Problem One:
Assume that Home Grown Company (HGC) wishes to create a sponsored ADR program worth $75 million to trade on the NASDAQ stock market. Assume that HGC is currently selling on the SWX Swiss Exchange for SF25.00 per share, and the current dollar/Swiss franc exchange rate is $0.8000/SF. American Bank and Trust (ABT) is handling the ADR issue for HGC and has advised the company that the ideal trading price for high-technology shares on the NASDAQ is about $60 per share (or per ADR).
(a).Describe the precise steps ABT must take to create an ADR issue meeting HGC’s preferences.
(b).Assume that HGC’s stock price declines from SF25.00 to SF22.50 per share. If the exchange rate does not also change, what will happen to HGC’s ADR price?
(c).If the Swiss franc depreciates from $0.8000/SF to $0.7500/SF, but the price of HGC’s shares remains unchanged in Swiss francs, how will HGC’s ADR price change?
Problem Two:
(1).Rosa purchases shares of a company that recently executed an IPO at the post-offering market price of $35 per share, and she holds the shares for one year. She then sells her shares for $40 per share. The company does not pay dividends, and she is not subject to capital gains taxation. During this year, the return on the overall stock market was 13 percent. What net return did she earn on her share investment? Assess this return in light of the overall market return.
(2).Griswold Company needs to raise $50 million of new equity capital. Its common stock is currently selling for $50 per share. The investment bankers require an underwriting spread of 3 percent of the offering price. The company’s legal, accounting, and printing expenses, associated with the secondary offering, are estimated to be $750,000. How many new shares must the company sell to net $50 million.
Problem Three:
A firm has EBIT of 10 million; the firm has $60 million of debt outstanding with a required rate of return of 6.5 percent. The required rate of return on the industry is 10 percent. The corporate tax rate is 30 percent. Assume corporate taxes but no personal taxes.

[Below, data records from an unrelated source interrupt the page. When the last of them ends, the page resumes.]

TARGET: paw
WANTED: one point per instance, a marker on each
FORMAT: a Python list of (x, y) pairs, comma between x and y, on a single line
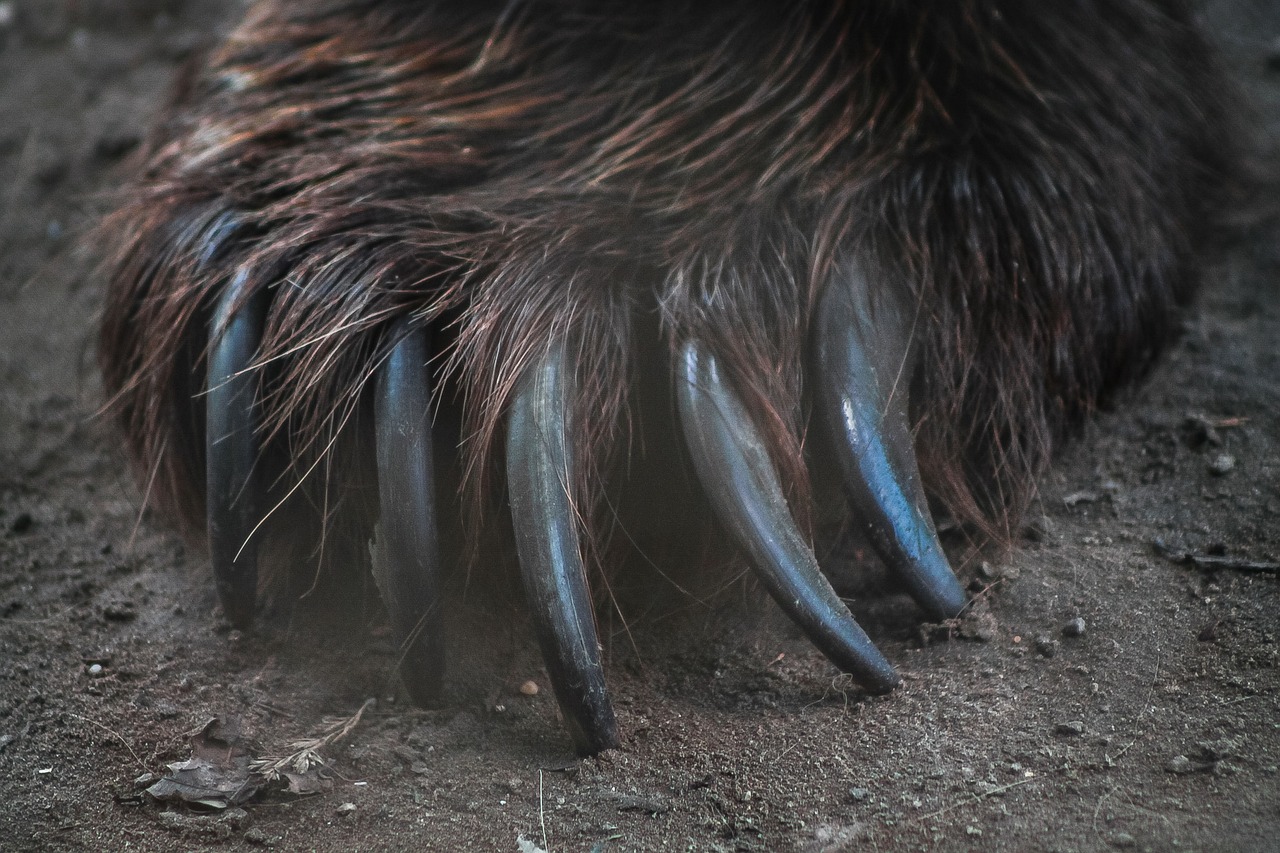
[(942, 237)]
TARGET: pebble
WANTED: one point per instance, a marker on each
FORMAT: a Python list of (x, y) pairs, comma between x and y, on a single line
[(1221, 464), (255, 835)]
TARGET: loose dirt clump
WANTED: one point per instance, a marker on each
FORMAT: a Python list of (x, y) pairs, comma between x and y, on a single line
[(1114, 687)]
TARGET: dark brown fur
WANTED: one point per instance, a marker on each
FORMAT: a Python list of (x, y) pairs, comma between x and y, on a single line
[(1037, 173)]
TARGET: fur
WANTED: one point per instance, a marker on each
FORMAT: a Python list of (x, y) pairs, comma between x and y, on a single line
[(1037, 176)]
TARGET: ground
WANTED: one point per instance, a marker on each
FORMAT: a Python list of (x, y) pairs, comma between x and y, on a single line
[(1115, 687)]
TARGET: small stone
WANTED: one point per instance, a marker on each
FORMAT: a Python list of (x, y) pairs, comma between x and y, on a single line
[(1221, 464)]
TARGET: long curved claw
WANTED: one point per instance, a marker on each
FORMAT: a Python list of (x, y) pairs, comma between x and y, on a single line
[(863, 351), (743, 484), (407, 565), (551, 560), (233, 496)]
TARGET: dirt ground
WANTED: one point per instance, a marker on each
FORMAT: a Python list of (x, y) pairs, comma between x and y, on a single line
[(1106, 693)]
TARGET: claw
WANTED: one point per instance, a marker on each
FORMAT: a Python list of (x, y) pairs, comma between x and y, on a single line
[(551, 560), (233, 493), (739, 477), (863, 386), (407, 566)]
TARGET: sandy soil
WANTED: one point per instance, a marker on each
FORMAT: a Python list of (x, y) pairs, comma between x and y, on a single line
[(1155, 728)]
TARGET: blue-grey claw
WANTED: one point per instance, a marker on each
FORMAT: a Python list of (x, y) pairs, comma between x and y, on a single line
[(743, 484), (551, 560), (233, 495), (862, 373), (407, 562)]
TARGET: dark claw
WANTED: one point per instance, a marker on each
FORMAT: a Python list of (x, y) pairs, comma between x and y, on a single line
[(551, 560), (739, 477), (863, 373), (233, 493), (407, 564)]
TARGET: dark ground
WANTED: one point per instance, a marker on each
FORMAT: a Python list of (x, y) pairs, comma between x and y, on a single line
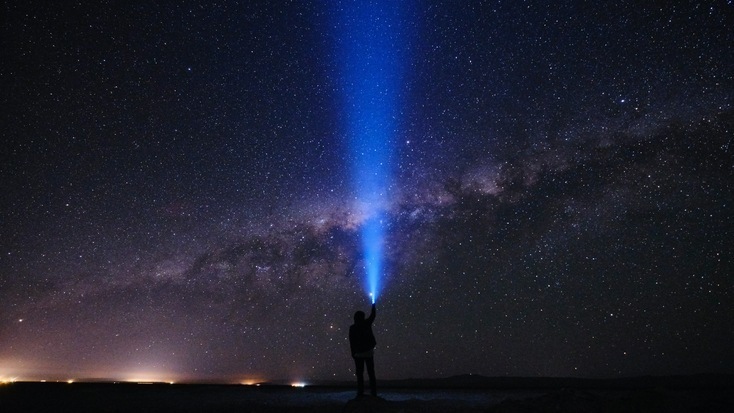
[(462, 394)]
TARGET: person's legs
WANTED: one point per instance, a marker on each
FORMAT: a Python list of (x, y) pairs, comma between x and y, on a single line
[(359, 370), (371, 372)]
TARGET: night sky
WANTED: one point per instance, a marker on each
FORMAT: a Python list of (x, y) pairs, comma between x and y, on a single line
[(179, 199)]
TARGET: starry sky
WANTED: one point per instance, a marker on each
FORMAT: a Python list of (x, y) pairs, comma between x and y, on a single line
[(179, 199)]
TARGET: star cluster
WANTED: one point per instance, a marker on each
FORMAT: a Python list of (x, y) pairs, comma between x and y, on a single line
[(177, 203)]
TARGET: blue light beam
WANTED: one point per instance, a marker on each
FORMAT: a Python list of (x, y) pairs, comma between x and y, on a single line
[(371, 44)]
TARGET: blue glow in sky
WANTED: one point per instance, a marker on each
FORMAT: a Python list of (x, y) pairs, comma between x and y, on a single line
[(370, 47)]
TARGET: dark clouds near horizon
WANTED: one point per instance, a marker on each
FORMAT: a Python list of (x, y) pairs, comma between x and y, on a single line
[(178, 203)]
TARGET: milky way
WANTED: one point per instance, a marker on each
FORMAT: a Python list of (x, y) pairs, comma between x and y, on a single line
[(177, 201)]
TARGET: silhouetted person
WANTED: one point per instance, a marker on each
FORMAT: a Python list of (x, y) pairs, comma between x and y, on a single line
[(362, 343)]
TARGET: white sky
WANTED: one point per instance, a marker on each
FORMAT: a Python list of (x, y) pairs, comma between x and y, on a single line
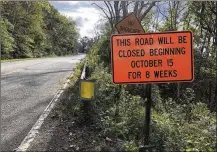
[(84, 13)]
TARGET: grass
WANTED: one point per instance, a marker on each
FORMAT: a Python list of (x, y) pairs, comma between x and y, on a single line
[(23, 59)]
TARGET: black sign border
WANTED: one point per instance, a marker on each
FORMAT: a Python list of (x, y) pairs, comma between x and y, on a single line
[(146, 82)]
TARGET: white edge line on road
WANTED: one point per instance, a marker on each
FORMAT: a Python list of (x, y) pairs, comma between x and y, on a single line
[(25, 144)]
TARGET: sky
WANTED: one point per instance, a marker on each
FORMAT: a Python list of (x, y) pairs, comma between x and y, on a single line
[(84, 13)]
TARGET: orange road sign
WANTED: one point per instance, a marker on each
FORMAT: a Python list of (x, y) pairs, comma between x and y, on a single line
[(130, 24), (152, 57)]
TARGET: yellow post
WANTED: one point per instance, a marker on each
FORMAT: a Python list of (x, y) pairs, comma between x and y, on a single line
[(86, 89)]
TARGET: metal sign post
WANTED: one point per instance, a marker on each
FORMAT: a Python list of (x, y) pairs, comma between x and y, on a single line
[(150, 58)]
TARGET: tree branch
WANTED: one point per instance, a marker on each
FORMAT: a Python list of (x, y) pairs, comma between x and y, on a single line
[(146, 12)]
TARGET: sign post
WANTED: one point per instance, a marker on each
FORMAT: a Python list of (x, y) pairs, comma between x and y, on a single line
[(152, 58)]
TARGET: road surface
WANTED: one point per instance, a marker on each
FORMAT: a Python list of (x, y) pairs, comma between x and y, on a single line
[(27, 87)]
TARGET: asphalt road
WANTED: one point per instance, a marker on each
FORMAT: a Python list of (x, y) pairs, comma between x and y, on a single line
[(27, 87)]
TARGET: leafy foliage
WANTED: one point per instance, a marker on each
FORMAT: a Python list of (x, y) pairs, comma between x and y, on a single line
[(35, 29)]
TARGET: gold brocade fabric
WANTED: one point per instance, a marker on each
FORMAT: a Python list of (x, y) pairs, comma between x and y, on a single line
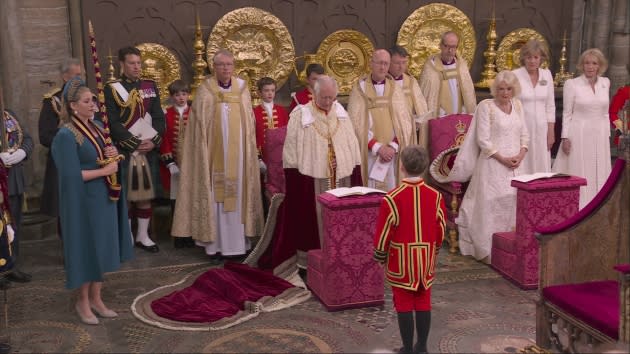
[(431, 81)]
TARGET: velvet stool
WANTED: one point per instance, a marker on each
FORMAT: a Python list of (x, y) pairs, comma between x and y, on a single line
[(539, 203), (342, 274)]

(a).Determine the present value of the interest tax shield of the firm, as well as the total value of the firm.
(b).Determine the gain from leverage, if personal taxes of 10 percent on stock income and 35 percent on debt income exist.
Problem Four:
(Ignore income taxes in this problem.) Big Blue Co. is considering three investment opportunities having cash flows as described below:
- Project I would require an immediate cash outlay of $10,000 and would result in cash savings of $3,000 each year for 8 years.
- Project II would require cash outlay of $3,000 per year and would provide a cash inflow of $30,000 at the end of 8 years.
- Project III would require a cash outlay of $10,000 now and would provide a cash inflow of $30,000 eight years from now.
Required:
If Big Blue has a required rate of return of 14%, determine which, if any, of the three projects is acceptable. Use the NPV method.